Still a beginner in Scala and Spark, I think I'm just being brainless here. I have two RDDs, one of the type :-
((String, String), Int) = ((" v67430612_serv78i"," fb_201906266952256"),1)
Other of the type :-
(String, String, String) = (r316079113_serv60i,fb_100007609418328,-795000)
As it can be seen, the first two columns of the two RDDs are of the same format. Basically they are ID's, one is 'tid' and the other is 'uid'.
The question is this :
Is there a method by which I can compare the two RDDs in such a manner that the tid and uid are matched in both and all the data for the same matching ids is displayed in a single row without any repetitions?
Eg : If I get a match of tid and uid between the two RDDs
((String, String), Int) = ((" v67430612_serv78i"," fb_201906266952256"),1)
(String, String, String) = (" v67430612_serv78i"," fb_201906266952256",-795000)
Then the output is:-
((" v67430612_serv78i"," fb_201906266952256",-795000),1)

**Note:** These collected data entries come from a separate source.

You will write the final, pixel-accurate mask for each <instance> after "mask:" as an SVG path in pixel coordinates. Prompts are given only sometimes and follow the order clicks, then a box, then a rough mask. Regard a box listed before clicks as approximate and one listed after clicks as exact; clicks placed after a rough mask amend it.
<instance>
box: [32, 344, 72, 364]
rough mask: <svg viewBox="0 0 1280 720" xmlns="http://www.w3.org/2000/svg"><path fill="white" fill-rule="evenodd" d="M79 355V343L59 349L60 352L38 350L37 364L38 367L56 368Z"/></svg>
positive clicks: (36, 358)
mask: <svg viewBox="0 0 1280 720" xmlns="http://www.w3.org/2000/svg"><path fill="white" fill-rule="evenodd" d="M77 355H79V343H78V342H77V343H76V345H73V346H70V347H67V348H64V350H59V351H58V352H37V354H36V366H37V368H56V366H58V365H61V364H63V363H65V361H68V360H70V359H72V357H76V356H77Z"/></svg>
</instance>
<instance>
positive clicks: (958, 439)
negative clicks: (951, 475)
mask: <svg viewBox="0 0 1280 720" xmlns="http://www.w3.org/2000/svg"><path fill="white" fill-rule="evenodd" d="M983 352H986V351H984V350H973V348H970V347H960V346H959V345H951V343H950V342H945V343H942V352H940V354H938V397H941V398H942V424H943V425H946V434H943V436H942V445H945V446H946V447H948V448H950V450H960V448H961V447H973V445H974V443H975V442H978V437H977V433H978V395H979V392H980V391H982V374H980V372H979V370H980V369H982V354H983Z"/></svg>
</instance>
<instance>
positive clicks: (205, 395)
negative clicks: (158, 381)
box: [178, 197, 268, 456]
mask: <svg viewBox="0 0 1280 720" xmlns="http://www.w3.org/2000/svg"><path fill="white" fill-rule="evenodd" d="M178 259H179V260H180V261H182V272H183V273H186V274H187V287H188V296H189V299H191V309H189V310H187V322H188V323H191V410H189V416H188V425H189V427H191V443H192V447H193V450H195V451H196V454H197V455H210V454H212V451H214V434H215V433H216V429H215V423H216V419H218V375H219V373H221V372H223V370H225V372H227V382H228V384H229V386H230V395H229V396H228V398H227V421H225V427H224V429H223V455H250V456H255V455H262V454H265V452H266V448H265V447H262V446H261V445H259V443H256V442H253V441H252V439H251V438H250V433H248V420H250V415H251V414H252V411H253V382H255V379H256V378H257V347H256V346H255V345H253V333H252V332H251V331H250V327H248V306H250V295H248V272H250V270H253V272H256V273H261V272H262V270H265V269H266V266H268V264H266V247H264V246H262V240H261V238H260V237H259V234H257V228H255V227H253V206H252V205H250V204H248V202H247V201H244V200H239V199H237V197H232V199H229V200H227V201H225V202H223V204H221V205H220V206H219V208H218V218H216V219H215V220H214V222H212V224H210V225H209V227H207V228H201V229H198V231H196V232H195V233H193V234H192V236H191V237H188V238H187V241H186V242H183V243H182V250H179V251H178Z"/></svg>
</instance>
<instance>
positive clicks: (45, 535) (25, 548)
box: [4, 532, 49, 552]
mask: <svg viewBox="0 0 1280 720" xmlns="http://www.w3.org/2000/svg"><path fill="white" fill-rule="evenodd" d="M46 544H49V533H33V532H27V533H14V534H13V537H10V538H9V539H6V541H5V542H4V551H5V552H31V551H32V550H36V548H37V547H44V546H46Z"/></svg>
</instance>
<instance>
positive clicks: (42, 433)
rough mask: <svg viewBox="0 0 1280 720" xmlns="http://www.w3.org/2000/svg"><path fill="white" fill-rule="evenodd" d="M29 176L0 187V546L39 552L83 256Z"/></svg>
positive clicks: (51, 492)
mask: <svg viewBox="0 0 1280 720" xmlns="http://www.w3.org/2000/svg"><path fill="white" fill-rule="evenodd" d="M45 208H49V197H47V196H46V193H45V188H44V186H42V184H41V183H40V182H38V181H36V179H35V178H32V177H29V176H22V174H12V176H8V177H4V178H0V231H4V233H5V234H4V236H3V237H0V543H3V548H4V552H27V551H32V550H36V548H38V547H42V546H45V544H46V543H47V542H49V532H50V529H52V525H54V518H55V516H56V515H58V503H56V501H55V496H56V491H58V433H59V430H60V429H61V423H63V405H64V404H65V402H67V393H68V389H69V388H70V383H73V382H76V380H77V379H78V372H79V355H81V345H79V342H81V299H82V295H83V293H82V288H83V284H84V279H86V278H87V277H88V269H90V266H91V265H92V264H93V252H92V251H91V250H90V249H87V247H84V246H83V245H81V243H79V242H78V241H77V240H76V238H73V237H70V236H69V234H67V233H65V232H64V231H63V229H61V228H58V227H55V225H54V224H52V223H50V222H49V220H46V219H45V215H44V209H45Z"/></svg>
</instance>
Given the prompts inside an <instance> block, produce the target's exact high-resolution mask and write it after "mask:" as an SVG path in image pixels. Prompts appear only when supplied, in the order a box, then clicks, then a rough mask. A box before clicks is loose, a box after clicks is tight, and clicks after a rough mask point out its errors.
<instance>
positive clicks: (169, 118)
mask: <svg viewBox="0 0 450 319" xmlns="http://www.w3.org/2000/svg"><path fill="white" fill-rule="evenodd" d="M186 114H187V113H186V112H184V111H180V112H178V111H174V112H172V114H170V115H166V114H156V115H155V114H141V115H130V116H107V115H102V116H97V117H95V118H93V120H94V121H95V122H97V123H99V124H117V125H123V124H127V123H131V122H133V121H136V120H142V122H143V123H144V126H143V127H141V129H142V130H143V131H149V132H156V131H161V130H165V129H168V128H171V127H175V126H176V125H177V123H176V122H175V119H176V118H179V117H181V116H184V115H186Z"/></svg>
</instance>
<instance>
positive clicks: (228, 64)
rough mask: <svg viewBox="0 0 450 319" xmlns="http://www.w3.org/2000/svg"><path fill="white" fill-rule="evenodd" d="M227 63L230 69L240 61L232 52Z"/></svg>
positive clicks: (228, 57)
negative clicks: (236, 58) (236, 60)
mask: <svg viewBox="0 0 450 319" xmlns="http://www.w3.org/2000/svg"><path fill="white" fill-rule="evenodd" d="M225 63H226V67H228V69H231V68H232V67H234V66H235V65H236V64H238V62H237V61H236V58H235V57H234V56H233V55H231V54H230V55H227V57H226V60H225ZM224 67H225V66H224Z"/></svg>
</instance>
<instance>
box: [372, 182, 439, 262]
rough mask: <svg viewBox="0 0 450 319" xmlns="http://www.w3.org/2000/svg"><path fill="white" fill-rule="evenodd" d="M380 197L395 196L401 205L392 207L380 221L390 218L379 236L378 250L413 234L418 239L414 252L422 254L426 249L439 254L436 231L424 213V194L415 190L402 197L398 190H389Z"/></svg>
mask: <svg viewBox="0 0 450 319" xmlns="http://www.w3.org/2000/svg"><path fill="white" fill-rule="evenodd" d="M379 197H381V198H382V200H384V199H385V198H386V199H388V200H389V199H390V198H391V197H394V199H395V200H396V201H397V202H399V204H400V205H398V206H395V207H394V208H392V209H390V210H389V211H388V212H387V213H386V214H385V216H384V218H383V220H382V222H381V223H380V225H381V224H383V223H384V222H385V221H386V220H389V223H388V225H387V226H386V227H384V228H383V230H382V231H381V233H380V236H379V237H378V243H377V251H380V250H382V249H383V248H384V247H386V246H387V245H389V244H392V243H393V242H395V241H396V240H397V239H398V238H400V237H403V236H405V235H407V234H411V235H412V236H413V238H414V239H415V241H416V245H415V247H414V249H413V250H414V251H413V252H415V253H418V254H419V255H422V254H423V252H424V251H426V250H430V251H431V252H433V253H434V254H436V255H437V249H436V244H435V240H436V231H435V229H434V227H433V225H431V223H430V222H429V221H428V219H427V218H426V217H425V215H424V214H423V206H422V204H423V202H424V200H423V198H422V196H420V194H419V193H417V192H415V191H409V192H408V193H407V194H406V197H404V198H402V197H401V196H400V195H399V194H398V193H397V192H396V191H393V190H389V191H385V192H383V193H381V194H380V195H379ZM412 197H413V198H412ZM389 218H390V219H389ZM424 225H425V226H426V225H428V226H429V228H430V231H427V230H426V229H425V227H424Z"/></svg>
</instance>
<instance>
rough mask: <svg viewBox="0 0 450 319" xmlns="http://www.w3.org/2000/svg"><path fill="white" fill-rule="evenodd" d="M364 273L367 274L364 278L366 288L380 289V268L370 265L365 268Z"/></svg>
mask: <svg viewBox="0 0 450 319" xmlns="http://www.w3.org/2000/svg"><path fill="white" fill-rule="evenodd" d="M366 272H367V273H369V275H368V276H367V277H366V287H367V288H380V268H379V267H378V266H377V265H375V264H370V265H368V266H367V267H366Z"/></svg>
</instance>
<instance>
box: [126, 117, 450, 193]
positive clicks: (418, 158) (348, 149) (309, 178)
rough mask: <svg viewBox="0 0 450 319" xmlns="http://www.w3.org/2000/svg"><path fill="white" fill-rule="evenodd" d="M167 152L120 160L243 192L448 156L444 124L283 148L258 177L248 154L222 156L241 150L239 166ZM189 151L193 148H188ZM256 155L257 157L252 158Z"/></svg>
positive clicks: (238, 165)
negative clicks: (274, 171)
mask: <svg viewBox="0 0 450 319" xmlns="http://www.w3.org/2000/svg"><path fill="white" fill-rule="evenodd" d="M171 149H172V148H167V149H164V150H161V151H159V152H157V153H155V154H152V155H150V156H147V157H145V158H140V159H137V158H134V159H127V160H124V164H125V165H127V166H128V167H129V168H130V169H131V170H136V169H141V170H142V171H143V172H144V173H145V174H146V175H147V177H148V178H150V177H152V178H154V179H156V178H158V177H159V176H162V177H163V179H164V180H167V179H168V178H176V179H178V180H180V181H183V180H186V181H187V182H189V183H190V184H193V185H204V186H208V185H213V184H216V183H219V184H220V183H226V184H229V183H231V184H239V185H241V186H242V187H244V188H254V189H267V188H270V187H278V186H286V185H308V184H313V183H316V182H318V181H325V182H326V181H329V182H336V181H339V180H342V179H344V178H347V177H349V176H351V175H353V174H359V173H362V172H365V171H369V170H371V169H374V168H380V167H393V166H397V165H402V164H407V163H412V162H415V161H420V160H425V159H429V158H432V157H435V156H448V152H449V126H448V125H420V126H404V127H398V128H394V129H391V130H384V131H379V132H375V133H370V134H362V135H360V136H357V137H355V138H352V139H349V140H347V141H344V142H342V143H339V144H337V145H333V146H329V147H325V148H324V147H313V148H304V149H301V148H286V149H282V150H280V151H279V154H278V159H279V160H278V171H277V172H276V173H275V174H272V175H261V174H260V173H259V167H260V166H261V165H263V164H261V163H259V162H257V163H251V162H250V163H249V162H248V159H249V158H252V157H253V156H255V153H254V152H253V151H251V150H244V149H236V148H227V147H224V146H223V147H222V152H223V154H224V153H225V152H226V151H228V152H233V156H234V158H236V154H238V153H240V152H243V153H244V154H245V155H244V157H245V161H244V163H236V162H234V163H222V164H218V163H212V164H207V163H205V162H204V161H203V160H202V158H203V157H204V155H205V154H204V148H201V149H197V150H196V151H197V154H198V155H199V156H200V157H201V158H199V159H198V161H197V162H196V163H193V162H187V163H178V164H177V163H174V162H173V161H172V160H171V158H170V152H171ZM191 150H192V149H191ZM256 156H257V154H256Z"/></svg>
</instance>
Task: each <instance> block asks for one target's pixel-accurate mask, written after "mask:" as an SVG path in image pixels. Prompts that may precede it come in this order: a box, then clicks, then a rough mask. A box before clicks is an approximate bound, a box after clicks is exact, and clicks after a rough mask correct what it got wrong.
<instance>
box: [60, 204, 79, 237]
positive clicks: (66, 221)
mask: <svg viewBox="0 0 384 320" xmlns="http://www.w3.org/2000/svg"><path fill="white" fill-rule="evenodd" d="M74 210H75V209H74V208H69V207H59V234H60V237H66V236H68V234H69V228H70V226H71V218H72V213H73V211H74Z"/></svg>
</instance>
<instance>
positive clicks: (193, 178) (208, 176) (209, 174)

The IDs in the two RDDs are not in any fixed order. They are random i.e the same uid and tid serial number may not correspond in both the RDDs.
Also, how will the solution change if the first RDD type stays the same but the second RDD changes to type :-
((String, String, String), Int) = ((daily_reward_android_5.76,fb_193055751144610,81000),1)
I have to do this without the use of Spark SQL.